Harnessing a web service API with JavaScript – use the three-peat to avoid DNS failures

iofy download serviceWe’ve recently done work harnessing our iofy RESTful web services in JavaScript, especially the account management sections. Typically, in old-school fashion, an account management system is done server side with PHP, PERL, Ruby, etc, interacting with a database.

<sarcasm>That’s great when you want your heavy hitting developers to do design work or when you want your designers to do low-level work (or if you want to add a layer of management to your project where you need to separate out what parts of a page are owned by what developer/designer.)</sarcasm>

Why give yourself that headache? I had that headache for a while and have a direct solution. REST + JavaScript. My heavy hitters delivered RESTful functionality for our API that can be harnessed by pretty much anything capable of HTTP. My webmaster and designers can now, purely in JavaScript, harness this API and deliver all the functionality they need with all the gorgeous style they possess.

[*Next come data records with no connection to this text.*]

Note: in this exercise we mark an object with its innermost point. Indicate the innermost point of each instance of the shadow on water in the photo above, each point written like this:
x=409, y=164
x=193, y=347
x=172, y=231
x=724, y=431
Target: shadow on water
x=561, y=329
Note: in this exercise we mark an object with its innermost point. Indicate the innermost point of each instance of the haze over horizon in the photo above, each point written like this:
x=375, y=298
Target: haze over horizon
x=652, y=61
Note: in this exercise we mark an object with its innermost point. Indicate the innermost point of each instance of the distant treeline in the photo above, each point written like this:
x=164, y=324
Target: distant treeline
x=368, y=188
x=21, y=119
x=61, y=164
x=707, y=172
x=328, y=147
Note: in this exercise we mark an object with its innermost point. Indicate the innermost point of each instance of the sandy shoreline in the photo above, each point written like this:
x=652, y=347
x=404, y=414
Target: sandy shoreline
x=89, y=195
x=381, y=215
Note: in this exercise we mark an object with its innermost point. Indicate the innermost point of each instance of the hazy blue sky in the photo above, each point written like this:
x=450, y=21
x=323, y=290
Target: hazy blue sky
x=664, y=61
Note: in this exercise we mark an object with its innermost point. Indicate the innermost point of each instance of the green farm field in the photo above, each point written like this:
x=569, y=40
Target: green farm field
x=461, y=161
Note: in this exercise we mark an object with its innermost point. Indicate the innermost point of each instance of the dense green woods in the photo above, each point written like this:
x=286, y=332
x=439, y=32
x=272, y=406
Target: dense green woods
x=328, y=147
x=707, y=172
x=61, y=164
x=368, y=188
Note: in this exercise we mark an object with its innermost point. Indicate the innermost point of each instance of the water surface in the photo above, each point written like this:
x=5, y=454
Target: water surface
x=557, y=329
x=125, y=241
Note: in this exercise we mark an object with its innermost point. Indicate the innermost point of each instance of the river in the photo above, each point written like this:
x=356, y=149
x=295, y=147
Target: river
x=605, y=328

You can too (drop us a note and sign up as a reseller.) Our API is REST and we’ve got JavaScript libraries for harnessing it. The JavaScript queries the web service and receives an RSS 2.0 response. Parse it, and you’ve got everything you need for account management, content delivery, sales, and reporting.

Now for the difficulty in JavaScript web service API harnessing… The big surprise we ran in to initially was with the failure rate of HTTP requests from client-side JavaScript calls. DNS stinks. We would make requests and randomly get failures. As it turns out, DNS will fail between 1% and 3% of the time on a typical DSL connection. You need to retry that connection…

I recommend the three-peat for failed connections. In your JavaScript (or any other language), use asynchronous calls to a function which will repeat the HTTP request up to three times before erroring out. This reduces the likelihood of failure to a cube of the failure rate.

The worst DNS providers fail 3% of the time. Therefore the first request has a 3% chance of failure. The second has 0.09% chance since the 3% that failed are 3% likely to fail again (3% multiplied by another 3%.) The third try won’t fail unless something bigger is going wrong, drops the chance to 0.0027%. This is far more acceptable than 3 in 100 and effectively removes the DNS issue of web service connections.